A Parallel Technique for Multi-objective Bayesian Global Optimization: Using a Batch Selection of Probability of Improvement

TL;DR

This paper introduces five new batch Probability of Improvement methods for multi-objective Bayesian optimization, accounting for covariance among points, and demonstrates their effectiveness through extensive empirical testing on bio-objective benchmarks.

Contribution

It proposes novel q-PoI acquisition functions for parallel multi-objective Bayesian optimization, with formulas and algorithms, and evaluates their performance against existing methods.

Findings

Greedy q-PoIs excel on low-dimensional problems.

Explorative q-PoIs perform well on high-dimensional problems.

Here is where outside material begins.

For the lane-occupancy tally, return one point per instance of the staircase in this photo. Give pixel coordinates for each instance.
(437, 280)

Two proposed q-PoIs outperform existing algorithms in benchmarks.

Abstract

Bayesian global optimization (BGO) is an efficient surrogate-assisted technique for problems involving expensive evaluations. A parallel technique can be used to parallelly evaluate the true-expensive objective functions in one iteration to boost the execution time. An effective and straightforward approach is to design an acquisition function that can evaluate the performance of a bath of multiple solutions, instead of a single point/solution, in one iteration. This paper proposes five alternatives of \emph{Probability of Improvement} (PoI) with multiple points in a batch (q-PoI) for multi-objective Bayesian global optimization (MOBGO), taking the covariance among multiple points into account. Both exact computational formulas and the Monte Carlo approximation algorithms for all proposed q-PoIs are provided. Based on the distribution of the multiple points relevant to the Pareto-front, the position-dependent behavior of the five q-PoIs is investigated. Moreover, the five q-PoIs are compared with the other nine state-of-the-art and recently proposed batch MOBGO algorithms on twenty bio-objective benchmarks. The empirical experiments on different variety of benchmarks are conducted to demonstrate the effectiveness of two greedy q-PoIs ($\kpoi_{\mbox{best}}$ and $\kpoi_{\mbox{all}}$) on low-dimensional problems and the effectiveness of two explorative q-PoIs ($\kpoi_{\mbox{one}}$ and $\kpoi_{\mbox{worst}}$) on high-dimensional problems with difficult-to-approximate Pareto front boundaries.